Le professeur Olivier Scaillet (photo) de l’Université de Genève et du Swiss Finance Institute a récemment présenté les résultats d’une étude approfondie sur les mérites des gestionnaires actifs. Il est cette année titulaire de la Chaire International Francqui Professor, avec le professeur Kris Boudt en tant que coordinateur des différents groupes de recherche en finance en Belgique (UCL, UGent, ULB, ULiège, UNamur et VUB). Ne rayez pas trop rapidement les gestionnaires actifs, telle est leur conclusion.
Investment Officer a bénéficié d’un entretien exclusif avec les deux professeurs. Scaillet : « La première conclusion de notre étude sur les fonds américains est que 65 % des gestionnaires actifs obtiennent de moins bons résultats qu’un indice, après déduction des frais. Les 5 % les moins bons obtiennent même des résultats inférieurs plus de 2,7 points de pourcentage par an, tandis que les 5 % les plus performants obtiennent des résultats supérieurs d’au moins 1,7 point de pourcentage par an.

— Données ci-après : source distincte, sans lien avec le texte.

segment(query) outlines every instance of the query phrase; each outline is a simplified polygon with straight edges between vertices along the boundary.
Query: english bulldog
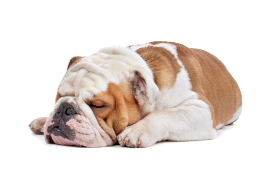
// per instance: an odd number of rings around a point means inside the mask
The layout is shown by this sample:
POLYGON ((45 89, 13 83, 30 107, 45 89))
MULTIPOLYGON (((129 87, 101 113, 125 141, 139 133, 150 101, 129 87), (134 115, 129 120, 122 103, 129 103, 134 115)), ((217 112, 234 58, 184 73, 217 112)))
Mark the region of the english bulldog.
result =
POLYGON ((49 143, 146 147, 214 139, 241 110, 239 88, 215 56, 152 42, 72 58, 54 111, 29 126, 49 143))

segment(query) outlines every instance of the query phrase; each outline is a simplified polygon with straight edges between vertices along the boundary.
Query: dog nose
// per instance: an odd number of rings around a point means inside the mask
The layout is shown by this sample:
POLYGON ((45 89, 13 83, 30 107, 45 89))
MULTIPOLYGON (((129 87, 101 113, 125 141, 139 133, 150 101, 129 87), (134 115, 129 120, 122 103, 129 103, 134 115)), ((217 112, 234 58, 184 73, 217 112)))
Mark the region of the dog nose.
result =
POLYGON ((67 103, 63 103, 60 105, 58 113, 61 115, 64 114, 66 115, 72 115, 77 113, 73 106, 67 103))

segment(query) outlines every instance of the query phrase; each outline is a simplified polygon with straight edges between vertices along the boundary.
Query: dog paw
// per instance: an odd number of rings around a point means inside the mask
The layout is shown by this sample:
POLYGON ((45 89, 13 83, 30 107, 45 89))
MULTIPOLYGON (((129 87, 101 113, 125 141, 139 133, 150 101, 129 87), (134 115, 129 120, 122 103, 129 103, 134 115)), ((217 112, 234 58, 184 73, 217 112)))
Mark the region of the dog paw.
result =
POLYGON ((159 141, 159 135, 152 130, 135 124, 127 127, 120 133, 117 136, 117 140, 123 147, 149 147, 159 141))
POLYGON ((28 125, 30 130, 35 134, 38 135, 43 134, 43 127, 44 123, 47 120, 47 118, 42 117, 34 120, 28 125))

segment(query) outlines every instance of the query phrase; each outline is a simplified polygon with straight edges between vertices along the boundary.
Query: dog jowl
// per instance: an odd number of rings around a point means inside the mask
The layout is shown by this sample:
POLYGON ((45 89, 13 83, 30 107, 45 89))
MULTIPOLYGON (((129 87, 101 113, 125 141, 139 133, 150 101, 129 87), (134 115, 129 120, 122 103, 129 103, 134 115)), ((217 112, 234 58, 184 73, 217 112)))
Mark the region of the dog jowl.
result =
POLYGON ((153 42, 73 57, 54 111, 29 126, 48 143, 145 147, 214 139, 241 110, 239 88, 216 57, 153 42))

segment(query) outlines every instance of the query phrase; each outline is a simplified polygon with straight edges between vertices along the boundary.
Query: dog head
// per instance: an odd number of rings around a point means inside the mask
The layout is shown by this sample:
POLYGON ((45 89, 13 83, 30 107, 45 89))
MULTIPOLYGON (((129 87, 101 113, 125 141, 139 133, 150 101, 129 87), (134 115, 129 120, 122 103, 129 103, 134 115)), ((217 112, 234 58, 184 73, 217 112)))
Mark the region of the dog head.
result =
POLYGON ((45 124, 45 140, 90 147, 113 145, 159 94, 146 63, 126 48, 108 47, 73 57, 45 124))

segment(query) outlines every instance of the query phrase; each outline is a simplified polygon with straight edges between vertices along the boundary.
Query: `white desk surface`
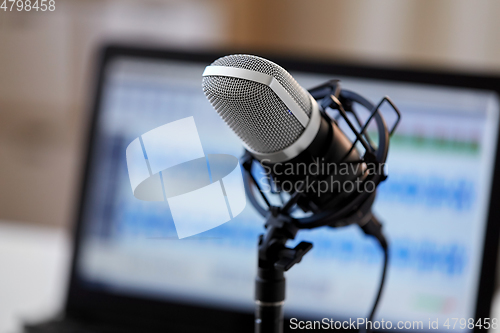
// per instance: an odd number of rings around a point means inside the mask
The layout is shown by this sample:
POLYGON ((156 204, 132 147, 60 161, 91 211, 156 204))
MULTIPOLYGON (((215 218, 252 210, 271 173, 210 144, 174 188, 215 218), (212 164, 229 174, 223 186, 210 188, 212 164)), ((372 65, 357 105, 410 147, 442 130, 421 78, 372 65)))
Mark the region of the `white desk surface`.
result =
POLYGON ((70 246, 65 230, 0 221, 0 333, 55 316, 64 302, 70 246))

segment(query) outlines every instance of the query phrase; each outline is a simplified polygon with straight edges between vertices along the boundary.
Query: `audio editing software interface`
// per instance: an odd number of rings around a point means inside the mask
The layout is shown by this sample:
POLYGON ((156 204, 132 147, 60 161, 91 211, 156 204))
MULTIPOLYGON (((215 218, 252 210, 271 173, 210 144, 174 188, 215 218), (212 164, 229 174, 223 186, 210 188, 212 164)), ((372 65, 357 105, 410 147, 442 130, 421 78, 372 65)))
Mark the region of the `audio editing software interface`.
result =
MULTIPOLYGON (((202 92, 205 65, 123 58, 107 66, 78 260, 88 288, 253 311, 264 220, 251 204, 228 223, 178 239, 168 203, 136 199, 127 173, 130 142, 190 116, 205 154, 242 155, 239 139, 202 92)), ((291 74, 305 88, 336 78, 291 74)), ((372 102, 390 96, 403 115, 385 166, 389 178, 374 205, 391 258, 377 317, 424 323, 473 317, 497 140, 496 95, 340 79, 372 102)), ((382 269, 376 241, 356 225, 303 230, 295 242, 302 240, 314 248, 287 272, 286 315, 366 317, 382 269)))

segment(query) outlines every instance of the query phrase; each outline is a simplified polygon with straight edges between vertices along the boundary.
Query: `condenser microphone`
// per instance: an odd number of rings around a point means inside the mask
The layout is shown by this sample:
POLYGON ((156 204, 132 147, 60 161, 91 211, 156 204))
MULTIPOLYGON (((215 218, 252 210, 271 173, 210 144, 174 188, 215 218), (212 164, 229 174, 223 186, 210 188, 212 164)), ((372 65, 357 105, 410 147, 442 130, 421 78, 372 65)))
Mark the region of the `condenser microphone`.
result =
POLYGON ((340 89, 337 83, 329 81, 309 93, 277 64, 241 54, 219 58, 203 73, 205 95, 248 152, 242 158, 242 165, 247 171, 246 193, 252 205, 266 218, 266 233, 259 240, 255 281, 256 333, 283 332, 284 272, 300 262, 312 248, 308 242, 300 242, 293 249, 286 246, 300 229, 358 223, 365 233, 376 237, 384 250, 384 268, 368 321, 373 320, 380 300, 387 270, 388 244, 381 224, 371 212, 371 206, 376 186, 385 180, 386 174, 381 169, 369 170, 367 165, 380 167, 385 163, 389 137, 399 122, 400 113, 388 97, 373 105, 361 95, 340 89), (391 130, 388 130, 379 112, 384 102, 388 102, 397 114, 391 130), (361 124, 352 107, 354 103, 371 112, 364 124, 361 124), (339 111, 355 134, 354 141, 349 140, 337 122, 324 112, 327 107, 339 111), (359 131, 346 111, 353 113, 359 131), (378 130, 376 148, 366 131, 372 119, 378 130), (365 148, 363 156, 356 149, 357 143, 365 148), (280 207, 271 205, 268 193, 260 188, 253 176, 255 160, 271 171, 272 183, 283 184, 272 192, 280 195, 280 207), (335 169, 338 164, 350 167, 338 173, 335 169), (302 165, 304 167, 299 168, 302 165), (335 172, 330 172, 331 166, 335 172), (301 192, 311 176, 324 187, 320 191, 301 192), (372 182, 373 187, 371 191, 367 191, 366 187, 356 191, 352 191, 352 187, 346 190, 345 185, 352 185, 355 181, 364 185, 372 182), (293 186, 287 189, 285 182, 293 186), (301 185, 297 187, 297 184, 301 185), (253 191, 252 187, 257 187, 258 191, 253 191), (286 202, 282 192, 290 194, 286 202), (256 193, 261 195, 267 209, 256 199, 256 193), (312 214, 293 216, 295 207, 312 214))
POLYGON ((311 94, 279 65, 252 55, 225 56, 206 67, 202 87, 246 150, 272 170, 275 183, 289 182, 284 191, 293 192, 296 184, 305 182, 313 164, 322 183, 311 187, 307 200, 299 201, 303 210, 338 204, 351 194, 343 190, 344 183, 364 177, 364 163, 342 174, 325 170, 334 163, 356 163, 359 153, 311 94), (293 168, 301 164, 305 167, 293 168), (291 168, 293 172, 285 172, 291 168))

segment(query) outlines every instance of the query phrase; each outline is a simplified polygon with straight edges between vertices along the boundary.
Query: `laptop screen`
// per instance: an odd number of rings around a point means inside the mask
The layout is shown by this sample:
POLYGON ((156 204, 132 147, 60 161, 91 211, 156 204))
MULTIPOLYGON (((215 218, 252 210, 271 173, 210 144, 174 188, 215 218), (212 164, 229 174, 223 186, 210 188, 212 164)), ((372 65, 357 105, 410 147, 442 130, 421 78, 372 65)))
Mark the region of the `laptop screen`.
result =
MULTIPOLYGON (((264 220, 251 204, 227 223, 179 239, 171 207, 134 197, 127 169, 132 141, 187 117, 193 117, 204 154, 242 155, 240 140, 203 94, 206 65, 126 56, 107 62, 76 266, 85 288, 253 311, 264 220)), ((291 74, 306 89, 338 78, 291 74)), ((344 88, 373 102, 390 96, 403 115, 391 140, 389 178, 374 204, 391 258, 377 317, 424 323, 473 318, 497 142, 497 95, 340 79, 344 88)), ((351 225, 303 230, 294 240, 300 241, 314 248, 286 274, 286 315, 365 318, 382 269, 375 240, 351 225)))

Si l’on considère les petites capitalisations américaines, les chances de succès augmentent. Les 5 % de gestionnaires les plus performants dans cette catégorie obtiennent des résultats supérieurs de plus de 3,1 points de pourcentage par an. »
Grandes capitalisations
Selon Scaillet, les chances de surperformance dans la gestion des fonds d’actions américaines de grande capitalisation sont ‘très faibles’. Les performances moyennes sont de -1 %. Après déduction des frais, pas moins de 85 % des gestionnaires font moins bien que le benchmark. Seuls 14,4 % ont un alpha positif. Dans le cadre de notre étude, nous avons analysé 2000 fonds individuels sur une période d’une trentaine d’années, à savoir de janvier 1979 à 2018. Nous avons examiné uniquement les gestionnaires d’actifs basés aux États-Unis. Nous avons également filtré l’effet des facteurs et, en plus de l’alpha, avons examiné la taille, la valeur et le momentum. »
Alpha brut
Le professeur Boudt affirme que ces derniers temps, le monde universitaire s’intéresse de plus en plus à l’alpha brut, c’est-à-dire aux frais, afin de pouvoir évaluer les mérites des gestionnaires actifs. « Cela permet de mieux évaluer si les gestionnaires sont talentueux et s’ils peuvent apporter une valeur ajoutée. Auparavant, la situation était trop négative. En effet, l’alpha net est contaminé par les frais. »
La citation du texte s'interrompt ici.